Dr. Anne Marie Murphy, Executive Director of Equal Hope in Chicago, discusses the work her organization is doing as part of the Community COVID Coalition project to increase vaccination rates among some young adult populations; Mike Fraser, ASTHO’s...
Dr. Anne Marie Murphy, Executive Director of Equal Hope in Chicago, discusses the work her organization is doing as part of the Community COVID Coalition project to increase vaccination rates among some young adult populations; Mike Fraser, ASTHO’s CEO, says the crisis in Ukraine is a global emergency that is closer to us that we might think; and ASTHO plans two webinars next week to provide details about its upcoming 2022 Profile of State and Territorial Public Health, where the information collected helps ASTHO better advocate for sustainable public health funding on Capitol Hill.
This is Public Health Review Morning Edition for Wednesday March 9, 2022. I’m Robert Johnson.
Now, today’s news from the Association of State and Territorial Health Officials.
Local organizations have been a key part of the Community COVID Coalition’s effort to increase vaccination rates among some young adult populations. Dr. Anne Marie Murphy is executive director of Equal Hope, one of the Coalition’s 25 community partners on the project. She tells us about her group’s work in the Chicago area. It’s today’s morning conversation.
What is the goal of the project, and what outcomes do you hope to see or have you seen so far?
DR. ANNE MARIE MURPHY:
So, we got involved in this COVID collaborative community project because we had already been working for over a decade on healthcare disparities. And, unfortunately, when COVID arose, it was clear there were very pronounced differences in survival in regards to COVID.
And since we had an array of community health workers already out in Chicago doing health education and encouragement to utilize healthcare services, we became a grantee and have been working very hard to authentically reach people to encourage vaccination, to also help people get to primary care if they get ill, and to navigate the often very complex healthcare system.
And how is it going so far?
I think the COVID collaboration is going well. We have definitely interacted with a lot of people. But one of the challenges is not everyone is trusting of the healthcare system and of vaccines, unfortunately. And some of the groups that are, in fact, most impacted by COVID unfortunately have good reason to be distrustful and therefore are unwilling to get vaccinated.
We have interacted with our churches, our community organizations to promote trusted messengers interacting with community members so as to encourage vaccination. But we do find that some people are dug-in and nothing that you can say, unfortunately, will encourage vaccination.
However, we are still encouraging vaccination and people getting boosters, and we do have success everyday and persuading more people to get vaccinated and to keep not only themselves safer, but also to keep their loved ones safer.
Even after a year of vaccines on the market, trust is still a problem.
It’s not surprising that trust is a problem. Racism has a long history in the American healthcare system, and in the research system. People have many good reasons to be distrustful, and it’s going to take more than a commercial or a radio or one radio show or one interaction to counteract decades of discrimination and, therefore, the buildup of distrust.
Later this week, Murphy tells us where her teams finds people willing to get the vaccine, and what keeps them going when others refuse the help.
The war in Ukraine was a topic of discussion recently at ASTHO, CEO Mike Fraser engaging the tragedy and the impact of the conflict in Eastern Europe.
We took the time at a staff meeting just last week to think about this briefly as a group. And one of the things I said was, “War is bad for public health.” And it’s a quote from Victor Sidel, who was a big influencer in physicians for social responsibility and a big part of American Public Health Association.
And he said those words, and at the time I first heard them I was like, “Oh, of course.” But it’s pretty deep when you start thinking about the layers that conflict impacts both generational and its impact for the long term.

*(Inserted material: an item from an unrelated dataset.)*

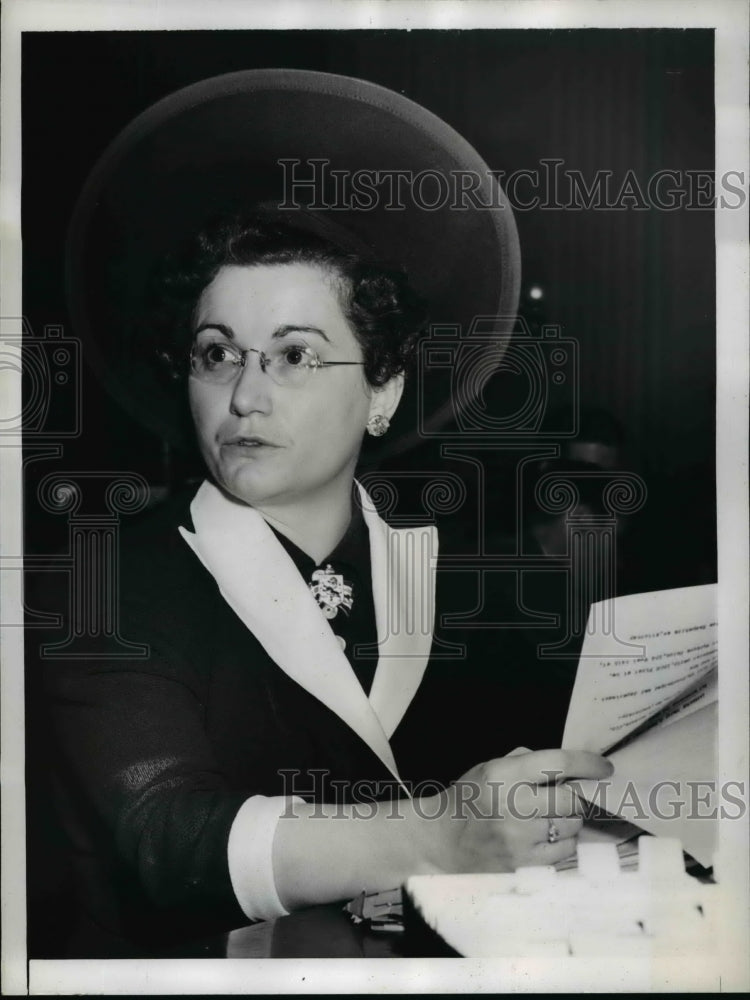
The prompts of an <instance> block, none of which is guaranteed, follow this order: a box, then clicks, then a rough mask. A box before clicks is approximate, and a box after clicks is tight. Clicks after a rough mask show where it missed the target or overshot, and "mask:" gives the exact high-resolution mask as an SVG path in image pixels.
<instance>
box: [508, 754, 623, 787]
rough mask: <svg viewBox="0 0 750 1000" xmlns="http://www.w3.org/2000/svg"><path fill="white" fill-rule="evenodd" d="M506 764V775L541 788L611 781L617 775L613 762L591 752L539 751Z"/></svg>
mask: <svg viewBox="0 0 750 1000" xmlns="http://www.w3.org/2000/svg"><path fill="white" fill-rule="evenodd" d="M503 763H504V765H505V767H504V770H505V774H506V775H512V776H513V777H515V778H516V779H517V780H519V781H534V782H536V783H538V784H540V785H546V784H555V783H558V782H560V781H564V780H565V779H566V778H608V777H609V776H610V775H611V774H612V773H613V771H614V766H613V765H612V763H611V762H610V761H608V760H607V759H606V758H605V757H602V756H601V755H600V754H598V753H591V752H589V751H588V750H535V751H534V752H533V753H527V754H520V755H518V756H517V757H508V758H503Z"/></svg>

Besides the awful mortality of war, Fraser says the refugee emergency, the impact on the mental and physical health of survivors, and the potential for an environmental disaster make this a global crisis—one that’s closer to us than we might think.
We’re a plane ride away, a storm cycle away from what happens around the world. I think that public health has always said we’re a global society now and we’re going to see more transmission of virus.

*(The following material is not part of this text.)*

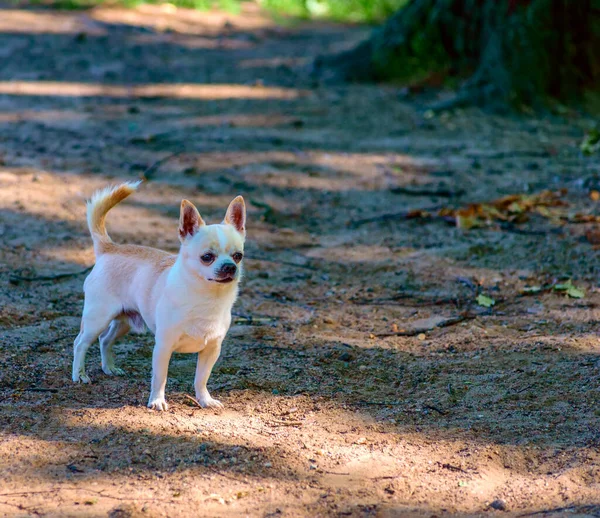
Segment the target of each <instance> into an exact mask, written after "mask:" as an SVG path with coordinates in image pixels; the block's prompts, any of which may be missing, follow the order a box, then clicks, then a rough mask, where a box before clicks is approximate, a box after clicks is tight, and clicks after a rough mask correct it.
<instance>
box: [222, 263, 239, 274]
mask: <svg viewBox="0 0 600 518" xmlns="http://www.w3.org/2000/svg"><path fill="white" fill-rule="evenodd" d="M236 271H237V266H236V265H235V264H233V263H225V264H224V265H223V266H221V268H220V269H219V274H221V275H223V276H225V275H229V276H234V275H235V272H236Z"/></svg>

But you know, certainly what’s happening in Europe is germane to us here at ASTHO. We’ve got staff whose families are impacted and whose families are from the region and live in the border areas. And we may soon see refugees in the U.S. as well, I can imagine.

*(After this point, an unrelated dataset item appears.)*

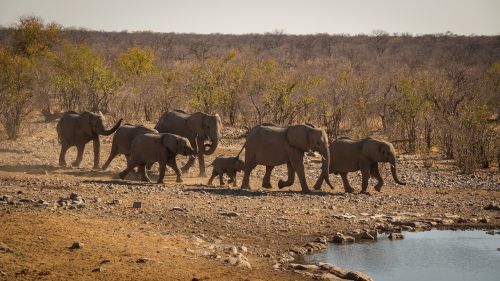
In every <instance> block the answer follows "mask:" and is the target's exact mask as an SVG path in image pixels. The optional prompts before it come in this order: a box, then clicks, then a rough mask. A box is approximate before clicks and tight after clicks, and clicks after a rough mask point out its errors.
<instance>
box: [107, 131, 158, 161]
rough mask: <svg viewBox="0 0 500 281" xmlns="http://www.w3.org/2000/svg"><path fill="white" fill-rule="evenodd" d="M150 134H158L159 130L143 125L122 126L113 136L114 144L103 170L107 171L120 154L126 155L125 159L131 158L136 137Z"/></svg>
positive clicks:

So, yeah, we should all pay attention to this and treat it as something close to us.
Finally today, it’s time for state and territorial health departments to make sure they’re counted in ASTHO’s 2022 profile of state and territorial public health. The survey begins April 4th. It’s the only comprehensive source of data on agency activities, governance, and resources. Information collected helps ASTHO better advocate for sustainable public health funding on Capitol Hill. All agencies are urged to complete the survey.
ASTHO has planned two webinars next week to discuss the process. Those conversations are scheduled for March 15th at 3 pm and 7 pm Eastern time. You can register using the link in the show notes.
That’ll do it for today’s newscast. We’ll be back tomorrow morning with more ASTHO news and information.
I’m Robert Johnson. You’re listening to Public Health Review Morning Edition. Have a great day.